8. Learn from your mistakes. When the first Peugeot to retire with engine failure expired, smoldering on the side of the road, Peugeot should have immediately pulled up the car's telemetry and looked into what went wrong. After all, if all of their remaining runners had the same engines, perhaps it would behoove Peugeot to find out what caused their lead car to spit flames and shrapnel all over track at Indianapolis corner before retiring from the race. Sadly, Peugeot, now even more paranoid about maintaining their gap over Audi, put their heads down and pushed like hell. In a matter of ten hours, they would go from leading the 24 Hours of Le Mans and clinching a one-two-three finish, to losing all of their remaining cars - as each machine suffered the same horrible fate. Flames, oil, and metal spewing from the back of the car as its powerplant exploded into bits of shrapnel - leaving their pilots stranded - heads hanging, in tears at the side of the road.

9. Have faith. Audi kept theirs, even when all looked dark. How does a team do that? Years and years of lessons from Le Mans. You don't learn everything from your first outing. Much like life, the only way you master Le Mans - if you can ever truly master it at all - is to learn from every experience. Audi has done just that. They knew that while Peugeot looked untouchable, the plumes of fine black soot hanging in the air as the 908's blew by was a telling sign. Peugeot was pushing; they were running scared. Audi had faith in their drivers, their mechanics, their engineers, and their machines. At the end of the day, having faith - that deeply planted, secure knowledge that things are going to work out despite everything - paid off with Audi driving home in first, second, and third, and leaving four charred Peugeot 908's in their wake.

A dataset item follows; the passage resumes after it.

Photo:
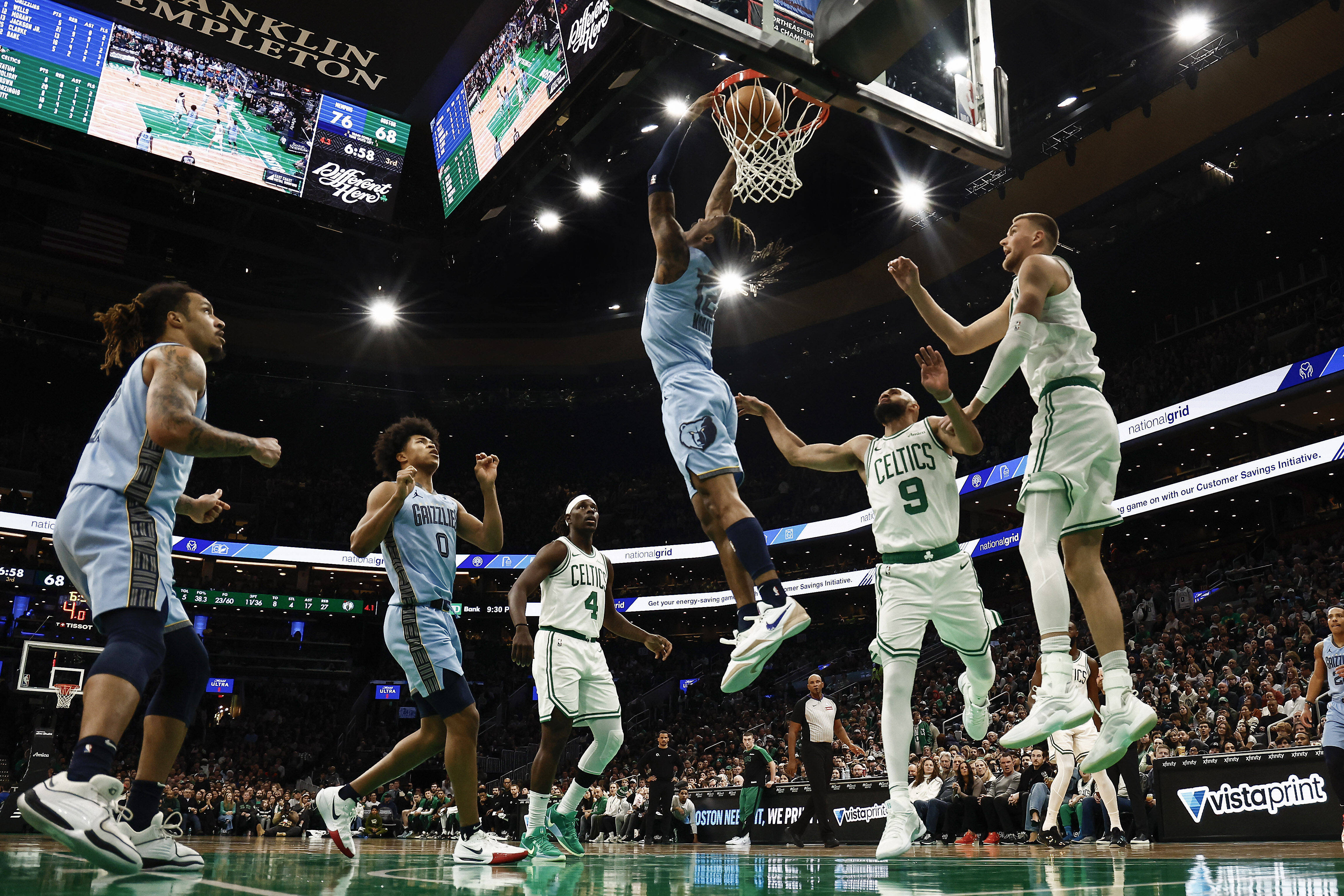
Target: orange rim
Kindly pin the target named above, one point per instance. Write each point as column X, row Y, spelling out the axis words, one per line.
column 824, row 109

10. Life is beautiful. Ultimately, what makes Le Mans so magical is that, when looked at by those of us who get it, Le Mans is life distilled down to its most basic and amazing elements. Faith, trust, endurance, confidence, patience, celebration, and loss, all were on display brilliantly today - not just in the Audi camp, but everywhere. Every mechanic who struggled to stay awake at 4 in the morning showed these virtues. Every engineer out on the pit wall that fought sleep deprivation and worked their brains in overdrive to plan for any eventuality showed these virtues. The drivers who shared the same car, compromised with each other, worked together, and refused to let ego get the better of them (though some drivers failed to do just that), showed these virtues.The team managers, the corner workers, and yes, even those determined die-hard fanatics in the stand (or watching from thousands of miles away), all took part in the great human drama of life at Le Mans.

I'm not sure if Steve McQueen knew just how right he was. Racing really is life, and everything else - all of the detractions and distractions that keep us from truly living - is just waiting.